As a prerequisite, see the SAML core specification for the list of supported URNs. There are several methods -- password protected, X509 certificate, PGP -- but not all work for Web-based Single sign-on (SSO).

For most Web Single sign-on, the default authentication method is password protected.

SAML provides a mechanism that allows a service provider (Genero Application Server) to define how a user must be authenticated by the Identity Provider (IdP). The GAS supports an optional element (AUTHCONTEXT) that allows you to specify which authentication method to use.

SAML uses a Uniform Resource Name (URN) namespace to specify the protocol and the authentication context. Examples are shown for the X509 and Password formats:

urn:oasis:names:tc:SAML:2.0:ac:classes:Password
urn:oasis:names:tc:SAML:2.0:ac:classes:X509

If the AUTHCONTEXT element is not defined, the default mechanism set in the IdP is used.

Important:

Do not specify this tag unless you require a specific authentication method.
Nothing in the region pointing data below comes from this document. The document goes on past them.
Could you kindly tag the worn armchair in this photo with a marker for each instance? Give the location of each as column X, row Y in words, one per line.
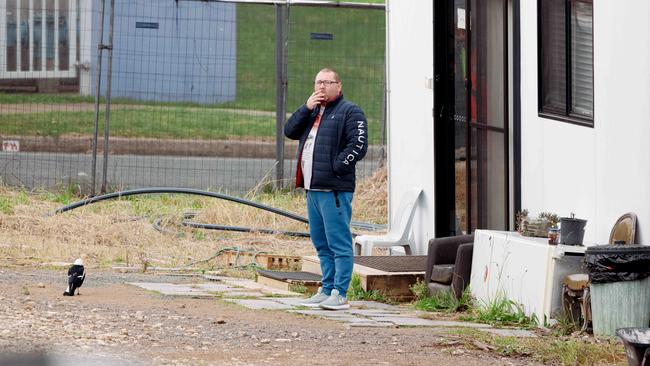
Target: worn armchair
column 449, row 264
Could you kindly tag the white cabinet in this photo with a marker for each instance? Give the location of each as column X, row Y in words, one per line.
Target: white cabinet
column 525, row 270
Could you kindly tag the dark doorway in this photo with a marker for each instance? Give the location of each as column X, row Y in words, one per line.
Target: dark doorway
column 471, row 115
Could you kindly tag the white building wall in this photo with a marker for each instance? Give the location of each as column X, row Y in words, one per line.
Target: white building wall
column 410, row 111
column 602, row 172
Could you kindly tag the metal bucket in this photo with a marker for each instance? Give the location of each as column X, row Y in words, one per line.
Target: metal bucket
column 572, row 230
column 637, row 345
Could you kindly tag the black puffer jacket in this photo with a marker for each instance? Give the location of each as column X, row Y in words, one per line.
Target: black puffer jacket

Add an AUTHCONTEXT element as a child of the SAML DELEGATE element in the application configuration (xcf) file. Enter a valid authentication method in the text of the AUTHCONTEXT element.

<?xml version="1.0"?>
<APPLICATION Parent="defaultgwc"
 xmlns:xsi="http://www.w3.org/2001/XMLSchema-instance"
 xsi:noNamespaceSchemaLocation="http://www.4js.com/ns/gas/4.01/cfextwa.xsd">
  <EXECUTION>
    <PATH>$(res.path.qa)/applications/myapp</PATH>
    <MODULE>App.42r</MODULE>
    <DELEGATE service="services/SAMLServiceProvider">
      <AUTHCONTEXT>urn:oasis:names:tc:SAML:2.0:ac:classes:X509</AUTHCONTEXT>
    </DELEGATE>
  </EXECUTION>
</APPLICATION>

When set, the authentication context method is defined. If the IdP does not support the specified method, or if it uses another mechanism, the GAS will return an access denied page.